DÜNYA’da 20 yıla yakın çalışmış
olmanın alışkanlığı ile olsa gerek, bu gazeteyi hala dikkatle takip ederim.
Osman Arolat ve Rüştü Bozkurt’un yanı sıra birçoğu yakın arkadaşım olan Bölge
Temsilcilerinin Anadolu şehirlerinden yazdıklarını okurum. Yazılarını dikkatle
okuduğum Temsilcilerden birisi de Eskişehir Bölge Temsilcisi Tülay Taşkın’dır. Tülay
Taşkın’ın yaklaşık 15 gün arayla Dünya Gazetesinde iki yazısı yayınlandı.
Her iki yazıyı okuyunca sorunlarımızın
ve beklentilerimizin aynı olduğunu ama çözüm üretmede Samsun halkı ile
Eskişehir halkının hiç de bir birlerine benzemediğini fark ettim. İlk
yayınlanan yazı Eskişehir Atatürk Stadının yeri ile ilgiliydi. TOKİ
Eskişehir’de de bir stadyum yaptırıyor.
Tıptı bizim stat gibi, Eskişehir’in
yeni stadyumu da şehrin çok dışında bir yere inşa ediliyormuş. Eskişehir’deki
tartışma konusu stadın şehir dışına yaptırılmasıyla ilgili değil.
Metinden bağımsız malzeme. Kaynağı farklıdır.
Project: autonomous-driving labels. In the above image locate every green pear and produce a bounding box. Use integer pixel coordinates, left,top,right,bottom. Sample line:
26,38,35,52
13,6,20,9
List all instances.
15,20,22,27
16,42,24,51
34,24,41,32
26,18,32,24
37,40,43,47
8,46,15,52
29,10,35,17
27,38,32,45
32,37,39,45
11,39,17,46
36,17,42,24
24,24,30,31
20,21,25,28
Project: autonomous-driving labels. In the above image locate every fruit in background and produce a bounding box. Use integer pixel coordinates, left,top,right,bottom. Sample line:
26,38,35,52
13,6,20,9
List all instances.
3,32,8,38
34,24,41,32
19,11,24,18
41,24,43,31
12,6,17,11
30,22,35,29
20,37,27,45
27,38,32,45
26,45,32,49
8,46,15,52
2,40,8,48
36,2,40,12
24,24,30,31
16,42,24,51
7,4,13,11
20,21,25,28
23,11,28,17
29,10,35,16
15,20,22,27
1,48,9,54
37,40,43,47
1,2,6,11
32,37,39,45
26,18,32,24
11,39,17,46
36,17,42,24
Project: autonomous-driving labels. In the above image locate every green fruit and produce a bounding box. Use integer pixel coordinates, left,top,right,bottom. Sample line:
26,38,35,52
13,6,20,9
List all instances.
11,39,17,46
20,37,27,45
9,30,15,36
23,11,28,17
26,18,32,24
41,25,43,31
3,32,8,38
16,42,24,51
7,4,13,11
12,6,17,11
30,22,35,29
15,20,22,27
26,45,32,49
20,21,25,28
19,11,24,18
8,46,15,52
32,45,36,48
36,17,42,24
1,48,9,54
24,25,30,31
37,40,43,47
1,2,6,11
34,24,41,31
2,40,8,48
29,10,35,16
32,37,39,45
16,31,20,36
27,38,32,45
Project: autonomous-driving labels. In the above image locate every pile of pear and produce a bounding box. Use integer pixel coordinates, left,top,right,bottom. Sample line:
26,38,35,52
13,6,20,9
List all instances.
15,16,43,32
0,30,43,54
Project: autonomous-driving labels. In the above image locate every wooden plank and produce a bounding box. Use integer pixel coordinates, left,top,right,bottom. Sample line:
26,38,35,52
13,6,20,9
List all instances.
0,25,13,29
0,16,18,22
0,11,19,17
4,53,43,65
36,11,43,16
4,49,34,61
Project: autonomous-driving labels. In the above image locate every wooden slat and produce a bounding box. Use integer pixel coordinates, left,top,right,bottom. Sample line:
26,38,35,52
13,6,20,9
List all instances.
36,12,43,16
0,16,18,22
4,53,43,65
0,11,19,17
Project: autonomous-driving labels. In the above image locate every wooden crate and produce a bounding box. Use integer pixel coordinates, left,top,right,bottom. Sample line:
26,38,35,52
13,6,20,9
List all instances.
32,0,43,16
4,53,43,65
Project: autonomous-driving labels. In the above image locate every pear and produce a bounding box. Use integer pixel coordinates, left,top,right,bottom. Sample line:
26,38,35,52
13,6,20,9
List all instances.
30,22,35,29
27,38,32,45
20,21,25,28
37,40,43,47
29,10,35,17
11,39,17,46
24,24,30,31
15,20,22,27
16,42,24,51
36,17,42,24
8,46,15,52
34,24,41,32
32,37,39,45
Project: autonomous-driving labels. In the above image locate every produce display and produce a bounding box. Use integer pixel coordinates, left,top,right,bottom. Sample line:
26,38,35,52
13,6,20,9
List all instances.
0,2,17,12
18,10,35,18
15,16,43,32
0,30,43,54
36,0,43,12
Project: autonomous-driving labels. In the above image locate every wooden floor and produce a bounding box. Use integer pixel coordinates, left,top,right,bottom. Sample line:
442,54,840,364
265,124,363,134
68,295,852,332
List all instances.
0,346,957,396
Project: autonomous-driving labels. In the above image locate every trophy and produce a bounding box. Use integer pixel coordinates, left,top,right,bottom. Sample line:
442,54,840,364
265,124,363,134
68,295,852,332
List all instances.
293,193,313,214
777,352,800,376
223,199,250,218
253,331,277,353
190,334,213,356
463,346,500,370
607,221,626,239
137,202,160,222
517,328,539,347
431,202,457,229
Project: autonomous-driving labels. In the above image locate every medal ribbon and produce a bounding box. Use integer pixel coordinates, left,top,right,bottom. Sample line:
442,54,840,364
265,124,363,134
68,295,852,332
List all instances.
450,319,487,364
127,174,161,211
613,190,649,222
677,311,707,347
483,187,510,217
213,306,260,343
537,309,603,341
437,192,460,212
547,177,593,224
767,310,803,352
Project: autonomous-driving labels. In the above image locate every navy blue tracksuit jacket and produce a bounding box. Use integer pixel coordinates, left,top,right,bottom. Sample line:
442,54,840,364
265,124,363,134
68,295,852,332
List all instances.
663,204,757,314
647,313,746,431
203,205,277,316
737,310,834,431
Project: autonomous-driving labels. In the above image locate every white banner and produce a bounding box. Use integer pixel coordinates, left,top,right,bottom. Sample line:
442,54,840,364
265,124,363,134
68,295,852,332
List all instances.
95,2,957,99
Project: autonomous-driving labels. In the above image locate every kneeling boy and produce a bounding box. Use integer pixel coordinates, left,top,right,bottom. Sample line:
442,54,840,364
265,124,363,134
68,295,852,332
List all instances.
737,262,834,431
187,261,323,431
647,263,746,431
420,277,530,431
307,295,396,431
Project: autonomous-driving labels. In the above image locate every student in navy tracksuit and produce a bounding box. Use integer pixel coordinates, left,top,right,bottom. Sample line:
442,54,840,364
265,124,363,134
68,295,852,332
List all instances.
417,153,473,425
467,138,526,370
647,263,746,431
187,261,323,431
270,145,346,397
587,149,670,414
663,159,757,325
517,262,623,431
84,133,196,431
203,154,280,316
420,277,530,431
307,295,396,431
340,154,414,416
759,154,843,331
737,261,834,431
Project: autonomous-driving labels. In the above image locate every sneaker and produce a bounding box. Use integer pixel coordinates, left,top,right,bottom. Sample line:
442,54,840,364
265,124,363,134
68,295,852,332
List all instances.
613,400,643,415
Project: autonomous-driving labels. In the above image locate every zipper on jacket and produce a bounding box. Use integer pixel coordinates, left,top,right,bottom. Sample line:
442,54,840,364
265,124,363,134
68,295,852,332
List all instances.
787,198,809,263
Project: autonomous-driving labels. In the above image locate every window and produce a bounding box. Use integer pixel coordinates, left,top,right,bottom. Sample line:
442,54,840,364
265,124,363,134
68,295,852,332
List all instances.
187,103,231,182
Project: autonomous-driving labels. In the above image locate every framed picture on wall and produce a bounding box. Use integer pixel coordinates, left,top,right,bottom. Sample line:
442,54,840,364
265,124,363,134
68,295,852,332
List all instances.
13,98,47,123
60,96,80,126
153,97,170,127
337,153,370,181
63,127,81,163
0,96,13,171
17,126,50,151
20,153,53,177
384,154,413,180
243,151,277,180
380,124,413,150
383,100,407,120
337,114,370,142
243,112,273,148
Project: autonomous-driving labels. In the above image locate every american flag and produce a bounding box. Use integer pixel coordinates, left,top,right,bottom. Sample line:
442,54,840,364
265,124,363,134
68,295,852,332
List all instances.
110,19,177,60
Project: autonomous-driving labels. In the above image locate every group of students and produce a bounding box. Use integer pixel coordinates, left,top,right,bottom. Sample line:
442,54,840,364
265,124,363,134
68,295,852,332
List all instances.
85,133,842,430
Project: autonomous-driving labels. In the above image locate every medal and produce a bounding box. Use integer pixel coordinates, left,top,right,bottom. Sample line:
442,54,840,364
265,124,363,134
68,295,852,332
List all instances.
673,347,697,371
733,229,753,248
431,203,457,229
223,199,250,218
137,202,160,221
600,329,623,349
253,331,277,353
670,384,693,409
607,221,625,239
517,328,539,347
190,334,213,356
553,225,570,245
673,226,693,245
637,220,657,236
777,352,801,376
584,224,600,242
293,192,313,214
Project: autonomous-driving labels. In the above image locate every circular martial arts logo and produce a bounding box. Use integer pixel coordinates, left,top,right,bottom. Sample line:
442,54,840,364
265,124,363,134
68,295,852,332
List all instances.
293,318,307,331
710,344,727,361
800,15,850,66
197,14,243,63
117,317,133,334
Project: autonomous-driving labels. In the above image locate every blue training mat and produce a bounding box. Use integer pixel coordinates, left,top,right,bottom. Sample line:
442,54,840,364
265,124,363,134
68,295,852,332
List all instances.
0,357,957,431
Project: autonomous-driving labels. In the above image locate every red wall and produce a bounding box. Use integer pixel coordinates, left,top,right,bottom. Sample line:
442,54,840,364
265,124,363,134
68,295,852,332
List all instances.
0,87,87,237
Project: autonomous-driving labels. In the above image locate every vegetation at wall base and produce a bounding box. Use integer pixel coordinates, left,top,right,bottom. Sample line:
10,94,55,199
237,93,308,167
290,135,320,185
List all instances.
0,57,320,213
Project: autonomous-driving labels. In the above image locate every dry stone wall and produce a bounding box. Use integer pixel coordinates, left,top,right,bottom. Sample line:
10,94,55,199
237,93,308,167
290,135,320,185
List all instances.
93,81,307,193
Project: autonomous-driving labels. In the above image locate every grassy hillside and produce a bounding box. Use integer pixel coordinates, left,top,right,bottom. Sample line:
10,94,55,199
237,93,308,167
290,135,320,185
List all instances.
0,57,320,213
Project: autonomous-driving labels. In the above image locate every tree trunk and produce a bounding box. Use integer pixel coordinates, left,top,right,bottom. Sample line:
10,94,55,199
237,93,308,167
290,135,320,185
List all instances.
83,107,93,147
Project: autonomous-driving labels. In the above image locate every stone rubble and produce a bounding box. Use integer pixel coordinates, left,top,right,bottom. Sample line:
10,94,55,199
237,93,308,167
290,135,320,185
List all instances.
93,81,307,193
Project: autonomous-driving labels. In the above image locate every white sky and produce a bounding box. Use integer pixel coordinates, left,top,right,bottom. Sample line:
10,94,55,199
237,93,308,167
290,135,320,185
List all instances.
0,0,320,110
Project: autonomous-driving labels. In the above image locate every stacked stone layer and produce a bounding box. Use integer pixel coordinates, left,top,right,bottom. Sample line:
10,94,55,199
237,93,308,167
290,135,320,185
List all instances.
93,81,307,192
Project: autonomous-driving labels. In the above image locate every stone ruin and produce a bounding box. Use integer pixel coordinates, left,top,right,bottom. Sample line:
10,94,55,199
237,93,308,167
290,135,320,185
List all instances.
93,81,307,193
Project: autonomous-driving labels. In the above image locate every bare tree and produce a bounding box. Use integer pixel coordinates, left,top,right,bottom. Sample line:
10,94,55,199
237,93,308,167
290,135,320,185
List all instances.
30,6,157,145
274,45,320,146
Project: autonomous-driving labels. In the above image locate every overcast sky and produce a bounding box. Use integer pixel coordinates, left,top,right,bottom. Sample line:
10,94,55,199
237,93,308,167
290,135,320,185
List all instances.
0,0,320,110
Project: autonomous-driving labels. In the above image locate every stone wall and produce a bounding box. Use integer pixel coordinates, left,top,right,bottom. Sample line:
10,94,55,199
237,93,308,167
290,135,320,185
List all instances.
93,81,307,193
Asıl
tartışma, şehrin tam göbeğindeki Atatürk Stadı yıkıldıktan sonra ortaya çıkacak
yaklaşık 50 bin dönümlük alanın nasıl kullanılacağı ile ilgili.
Eskişehir’de de yıkılacak stadyumun
alanı, yeni stadı yaptıran TOKİ’ye devredilmiş. TOKİ, her yerde olduğu gibi bu
alanda lüks konut ve AVM yapmak için harekete geçmiş. Eskişehir Büyükşehir
Belediye Başkanı Yılmaz Büyükerşen, “Arsayı bana verin, buraya Kent Meydanı
yapayım” demiş. Arsa Belediyeye verilmemiş tabii, Ama kısa adı (TDKB) olan Türk
Dünyası Kültür Başkenti Ajansı devreye girerek arsanın parasını ödemiş ve
TOKİ’den aldığı bu arsayı Anadolu Üniversitesine devretmiş. O arsada Kent
Meydanı yapılamamış ama Eskişehirliler o değerli arsayı rant aracı olmaktan da
kurtarmış.
O arsa üzerinde şimdi bir kültür
merkezi kurulacakmış. Ne güzel. Bizim yeni 19 Mayıs Arena önümüzdeki sezon
kapılarını açtığında, yıkılacak eski 19 Mayıs stadının yeri ne olacak? 19
Mayıs’ın çok değerli o arazisini kurtaracak bir babayiğit henüz ortaya
çıkmadığı için, o arsada TOKİ ne isterse o olacak. Tülay Taşkın’ın ikinci
yazısı Eskişehir’e yapılmak istenen üçüncü devlet üniversitesiyle ilgiliydi. Biliyorsunuz
Eskişehir’de Anadolu Üniversitesi ve Osman Gazi Üniversitesi olmak üzere iki
devlet üniversitesi var. Ama bununla yetinmiyor Eskişehirliler, üçüncü bir
devlet üniversitesi daha istiyorlar.
Tülay Taşkın’ın yazısından
öğrendiğimiz kadarıyla, Sarar’ın sahibi Celalettin Sarar’ın öncülük ettiği bir
gurup ve ayrıca cemaate bağlı bir başka gurup tarafından özel üniversite kurmak
için girişimlerde bulunulmuş ama bu iki girişimden de henüz bir sonuç
alınamamış. Cemaate bağlı gurubun bundan böyle Eskişehir’de özel üniversite
kurabileceğini sanmam ama Sarar isterse o özel üniversiteyi kurar.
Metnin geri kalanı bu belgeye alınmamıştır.